3. Plenty of potential added to the defense

North Carolina State’s Germaine Pratt was often mocked to Cleveland at pick 80 in the third round, but they never had a chance to take him there, as the Bengals scooped him up at 72. Pratt is an athletic and rangy linebacker who transitioned from safety last season. Because of his position history, he is adept in coverage, which is crucial for a linebacker in today’s game.

His instincts and tackling need work, but he’s been an LB for only a season, so this is to be expected. Pratt could end up being the perfect player to cover the AFC North’s pass-catching tight ends like Hayden Hurst, Vance McDonald, and David Njoku.

Another player the Browns showed interest in was Arizona State defensive tackle Renell Wren. He totaled just 14.5 tackles for loss and three sacks in his college career, but has elite size and athleticism. At the Scouting Combine, he measured in at 6’5″ 318lbs and his athletic testing included a 32″ vertical jump and a 118″ broad jump (tied for second among DL).

His first step is elite and he has shown immense power. His hand usage, pad level, and overall technique needs plenty of work, but he has the potential to be a great all-around DT, and will have a fantastic mentor in Pro Bowler Geno Atkins.

2. Possible panic leads to a massive reach

With Tyler Eifert no longer able to be relied upon due to consistent injuries, the Bengals needed a tight end, and Alabama’s Irv Smith Jr. appeared to be the perfect fit. He offered good athleticism, pass-catching ability, and blocking prowess. A projected second-round pick, it looked like Cincinnati was going to be able to select Smith at 52, but the Minnesota Vikings chose him two spots ahead at 50.

The Bengals did end up taking a tight end, going with Washington’s Drew Sample. The problem was that Sample was almost universally viewed as a Day 3 prospect. He had ideal size and physicality, but he lacked the agility and athleticism to be real pass-catching threat. Sample caught 46 passes for 487 yards and five touchdowns. Not in 2018, but in his entire career.

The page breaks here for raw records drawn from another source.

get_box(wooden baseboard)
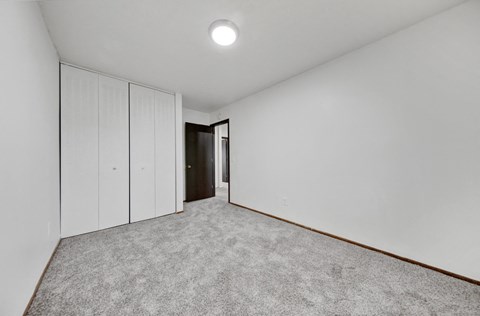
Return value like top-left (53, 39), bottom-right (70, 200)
top-left (230, 202), bottom-right (480, 285)
top-left (23, 239), bottom-right (62, 316)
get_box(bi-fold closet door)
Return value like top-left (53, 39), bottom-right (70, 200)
top-left (130, 84), bottom-right (176, 222)
top-left (61, 65), bottom-right (176, 237)
top-left (61, 65), bottom-right (129, 237)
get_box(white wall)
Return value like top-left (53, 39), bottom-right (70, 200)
top-left (0, 1), bottom-right (60, 315)
top-left (181, 108), bottom-right (210, 201)
top-left (211, 1), bottom-right (480, 280)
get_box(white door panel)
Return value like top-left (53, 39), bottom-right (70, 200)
top-left (98, 76), bottom-right (129, 229)
top-left (61, 65), bottom-right (98, 237)
top-left (155, 91), bottom-right (175, 216)
top-left (130, 84), bottom-right (155, 222)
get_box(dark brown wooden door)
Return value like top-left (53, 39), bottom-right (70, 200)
top-left (185, 123), bottom-right (215, 202)
top-left (222, 137), bottom-right (230, 182)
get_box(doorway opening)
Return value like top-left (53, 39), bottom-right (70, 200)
top-left (212, 120), bottom-right (230, 202)
top-left (185, 120), bottom-right (231, 202)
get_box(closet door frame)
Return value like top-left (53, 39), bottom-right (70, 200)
top-left (59, 61), bottom-right (184, 237)
top-left (60, 65), bottom-right (99, 237)
top-left (98, 75), bottom-right (130, 229)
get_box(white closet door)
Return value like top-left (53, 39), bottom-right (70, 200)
top-left (155, 91), bottom-right (175, 216)
top-left (130, 84), bottom-right (155, 222)
top-left (98, 76), bottom-right (129, 229)
top-left (61, 65), bottom-right (98, 237)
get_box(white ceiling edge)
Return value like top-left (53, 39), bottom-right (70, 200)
top-left (40, 0), bottom-right (466, 113)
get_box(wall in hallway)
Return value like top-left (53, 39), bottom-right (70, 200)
top-left (211, 1), bottom-right (480, 280)
top-left (0, 1), bottom-right (60, 315)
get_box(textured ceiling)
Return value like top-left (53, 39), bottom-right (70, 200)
top-left (40, 0), bottom-right (463, 112)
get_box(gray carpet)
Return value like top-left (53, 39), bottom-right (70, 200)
top-left (28, 198), bottom-right (480, 316)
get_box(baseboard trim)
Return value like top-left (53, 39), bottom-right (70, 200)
top-left (23, 239), bottom-right (62, 316)
top-left (230, 202), bottom-right (480, 285)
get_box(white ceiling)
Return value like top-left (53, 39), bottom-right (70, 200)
top-left (40, 0), bottom-right (463, 112)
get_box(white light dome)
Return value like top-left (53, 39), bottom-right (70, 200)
top-left (209, 20), bottom-right (238, 46)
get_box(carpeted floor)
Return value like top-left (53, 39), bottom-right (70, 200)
top-left (29, 198), bottom-right (480, 316)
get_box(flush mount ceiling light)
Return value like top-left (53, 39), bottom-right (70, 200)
top-left (208, 20), bottom-right (238, 46)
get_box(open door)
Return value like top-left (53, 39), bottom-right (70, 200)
top-left (185, 123), bottom-right (215, 202)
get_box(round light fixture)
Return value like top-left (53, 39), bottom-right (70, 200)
top-left (208, 20), bottom-right (238, 46)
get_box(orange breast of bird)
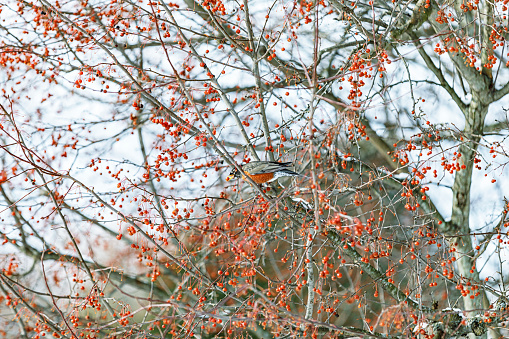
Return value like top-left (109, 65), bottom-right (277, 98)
top-left (243, 173), bottom-right (274, 184)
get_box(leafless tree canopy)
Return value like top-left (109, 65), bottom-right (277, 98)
top-left (0, 0), bottom-right (509, 339)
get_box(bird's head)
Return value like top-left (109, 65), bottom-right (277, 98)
top-left (226, 167), bottom-right (240, 181)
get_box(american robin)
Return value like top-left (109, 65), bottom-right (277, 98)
top-left (226, 161), bottom-right (300, 184)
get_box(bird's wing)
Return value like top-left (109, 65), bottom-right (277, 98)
top-left (248, 162), bottom-right (287, 175)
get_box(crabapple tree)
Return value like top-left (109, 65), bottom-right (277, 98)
top-left (0, 0), bottom-right (509, 338)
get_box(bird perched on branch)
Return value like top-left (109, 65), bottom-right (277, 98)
top-left (226, 161), bottom-right (300, 184)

It’s possible that Sample becomes a better receiver in the NFL, but even head coach Zac Taylor admitted run blocking is his calling card. The problem is good run blockers can be found much later, like the seventh round, where the Detroit Lions took Isaac Nauta. The value here just wasn’t indicative of a second-round pick.

1. The safe pick was the right pick

While Cincy is banking on Sample becoming a better pro than college player, their first-round pick was just the opposite. Despite trading for Cordy Glenn last offseason and re-signing Bobby Hart to a $21 million contract, the Bengals selected Alabama left tackle Jonah Williams 11th overall.

Williams lacks ideal physical traits, but he is a technically refined player, and his preparation is unmatched; he even keeps an Excel speadsheet populated with pass-rush moves and tendencies of his opponents. Some analysts suggested that Williams move inside to guard because of his shorter arms, but it appears as if Cincinnati will keep him at tackle.

Williams may never be elite like his idol, former Brown and future first-ballot Hall of Famer Joe Thomas, but he should be a solid member of the offensive line for the next decade.